Thunberg’s mother explains. In her book, Our House Is On Fire, she says daughter’s “superpower” is an “out-of-the box thinking” that comes from her “neuropsychiatric functional impairments”.
She lists them: selective mutism, Asperger’s, high-functioning autism and obsessive-compulsive disorder. Greta agrees her Asperger’s helps her to “think outside the box” with clarity and without needing to “really care about social codes”.
Many journalists endorse this myth, but I’ve told the truth: Thunberg’s disorders help to explain her near-mystical air of certainty, but also why she’s a false prophet.

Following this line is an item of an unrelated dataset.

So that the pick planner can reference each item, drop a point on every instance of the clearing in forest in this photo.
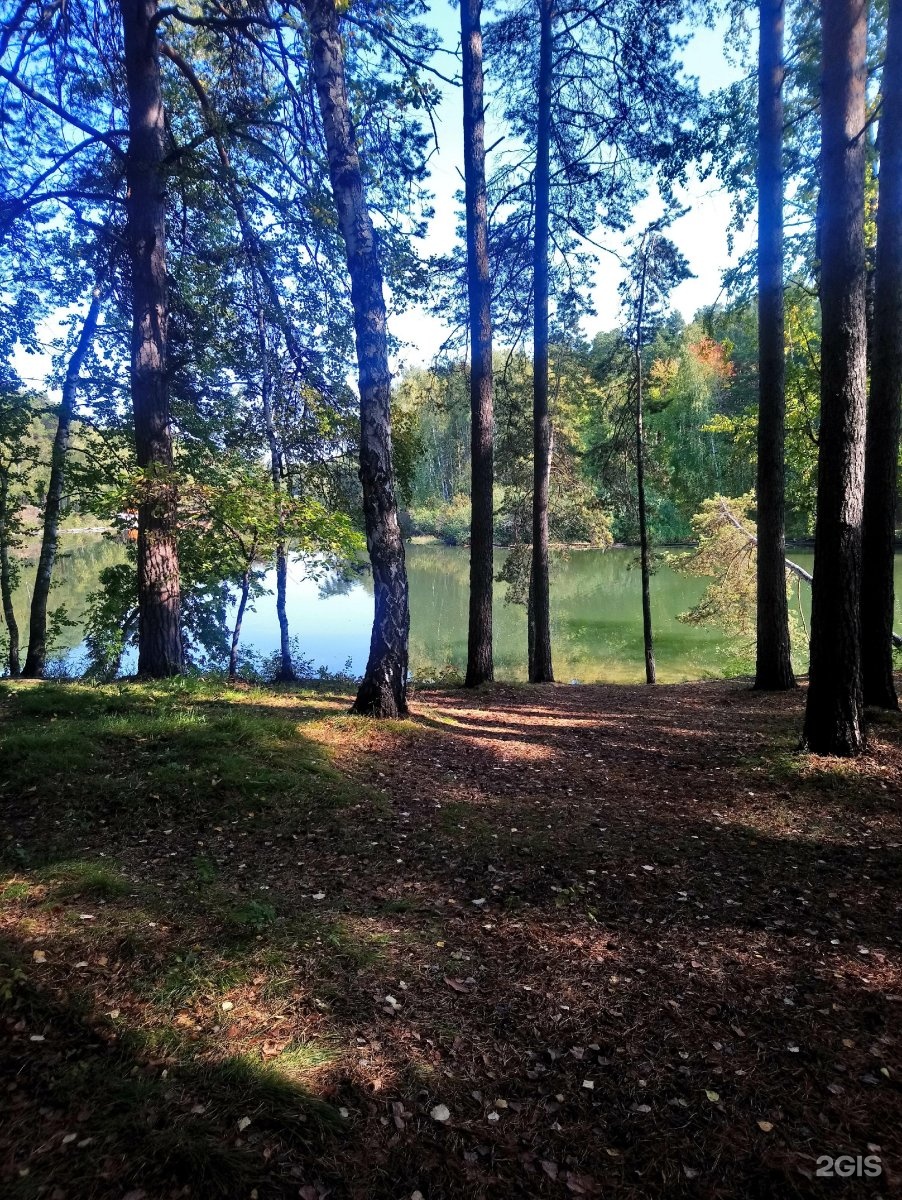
(530, 942)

It is a symptom of autism and forms of Asperger’s to not “really care about social codes” — or not fully understand them. That often means not tolerating compromises with other people or their views.
That, and brushing aside counterarguments — like the fact her solutions would cause more misery than warming itself — is what gives Thunberg that “certainty” adults worship.
To my argument, the Press Council on Thursday says shut up. There is “no public interest” in me “undermining the credibility of a person, her opinions or her supporters on the basis of her disabilities in circumstances where many people share and express similar opinions.” (Like Press Council members?)
How foolish. I don’t mention her disorders to undermine her arguments but to explain her otherwise inexplicable appeal.
The Press Council has sabotaged honest debate.
I may safely tell a falsehood — that Thunberg’s disabilities are “superpowers” — but cannot truthfully say they’re not.